Images were obtained from at least two different angles (frontal and lateral views). Three-dimensional (3D) reconstruction images using rotational DSA (3D DSA) was performed for some cases. Their branching variations were evaluated by a qualified neuroendovascular surgeon and two other qualified neurosurgeons. All branches from the ECA of our interest were superior to the level of CCA bifurcation in the carotid triangle, specifically the LA, FA, OA, APA, thyrolingual, linguofacial, thyrolinguofacial, and occipitoascending pharyngeal trunks. In this study, the superior thyroid artery branching only from the ECA was included. We evaluated the number of branches arising close together from a common point of the ECA. The distal ECA was counted as one branch. All the common trunks were regarded as one branch. The APA could sometimes not be recognized on DSA; in such cases, APA was not counted as one branch. Branch variants of the ECA were divided into three types: Type A, all individual branches arising separately from the proximal ECA (the number of branches arising from the proximal ECA is two); Type B, three branches of ECAs arising close together at a common point from the proximal ECA; and Type C, four or more branches of ECAs arising close together at a common point from the proximal ECA.

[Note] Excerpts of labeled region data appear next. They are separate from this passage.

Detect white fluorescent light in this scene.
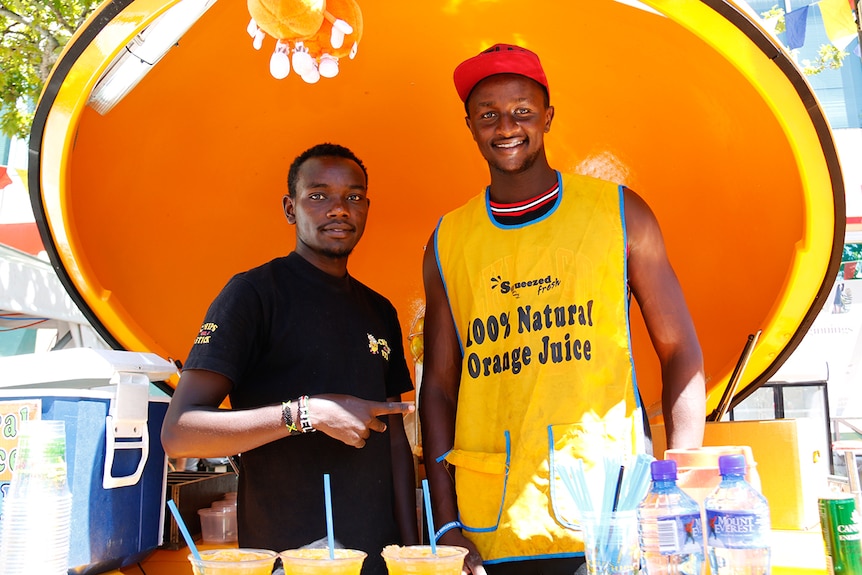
[87,0,216,116]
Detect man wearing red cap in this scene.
[419,44,705,575]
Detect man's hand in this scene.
[438,529,487,575]
[308,393,416,448]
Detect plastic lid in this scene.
[650,459,676,481]
[718,454,745,475]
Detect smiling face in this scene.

The distances from the CCA bifurcation to the first branch of ECA and the correlation between the position of CCA bifurcation and the cervical vertebral level were analyzed from DSA images.

This study was approved by the institutional ethics committee of Kitasato University Hospital (B19-097, September, 12, 2019). Patient consent was neither required nor sought because this was retrospective observational study. Instead, we provided a means to opt out from this study on the internet to the patients.

Table 1.

Clinical characteristics of the cases.

Statistical analysis

We compared distance from the CCA bifurcation to the first branch of ECA, among three type classification. Analysis of covariance following Dunnett’s post-hoc analysis was applied. Next, we investigated the association between prevalence of the three type variants and CCA bifurcation level using univariate logistic regression model. CCA bifurcation level were divided into three groups, higher third cervical vertebral level (C3); C3 or third-fourth junction cervical vertebra (C3/4); and fourth cervical vertebra (C4) or lower. Two-sided P < 0.05 was regarded as statistical significance. Statistical software Stata13.1 (StataCorp) and R-3.6.1 (R Foundation for Statistical Computing) were used for analysis.

Results

Branching variations of the ECA are classified into the following three types (Fig. 1), based on the DSA findings of 532 ECAs from 302 patients, including 230 patients with both-side carotid angiograms. The same branch variant was observed on the right and left sides in 136 patients (59.1%).

Type A: The number of branches arising from the proximal ECA is two (Fig. 1). Type A was found in 344 vessels (64.6%; right, 175; left, 169) of 237 patients (78.5%). Among 230 patients with both-side carotid angiograms, bilateral Type A was found in 107 patients (46.5%); Type A and Type B, 58 patients (25.2%); and Type A and Type C, 24 patients (10.4%).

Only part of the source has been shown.